I am using cURL to access a remote search query. I am having no problems getting the data, but parsing it into something more usefull is causing me some trouble.

I want to strip out all of the "header data" (everything from <html>.......<table>[GOOD DATA]<more junk>)

I am guessing that Regular Expressions are probably the best way to go, but I have the slightest idea of how to begin. Can anyone share aome info to get me on my way?

Thanks!

bsterz

3:10 am on Jul 5, 2004 (gmt 0)

10+ Year Member



If you have some perl skilz I would suggest:

HTML::Parser
[search.cpan.org...]

And:
HTML::TableExtract

I use em for tons of screen scraping stuff.

Bill

erikcw

5:09 am on Jul 5, 2004 (gmt 0)

10+ Year Member



Unfortunatly, Perl is not an option.
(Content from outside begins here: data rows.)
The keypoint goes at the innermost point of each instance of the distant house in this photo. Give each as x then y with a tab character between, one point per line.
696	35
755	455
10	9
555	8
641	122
I need to do it in PHP. Any ideas?

coopster

2:01 pm on Jul 5, 2004 (gmt 0)

WebmasterWorld Administrator 10+ Year Member



I have seen some classes for parsing html tables with PHP as well, can't remember where now, maybe somebody else can offer more...

Anyway, here is a regular expression to get you started:

preg_match("/<table>(.*)<\/table>/Uis", $string, $matches); 
print $matches[1];

Breaking it down a bit, we are looking for a subpattern [php.net]. We do this by using parentheses. Note that our subpattern is searching for everything between the <table> tags. The second table tag has to have it's slash escaped since it is the pattern delimiter. The "Uis" characters are modifiers.
There are quite a few good tutorials and links all over WebmasterWorld regarding regular expressions. The manual comes in quite handy as well.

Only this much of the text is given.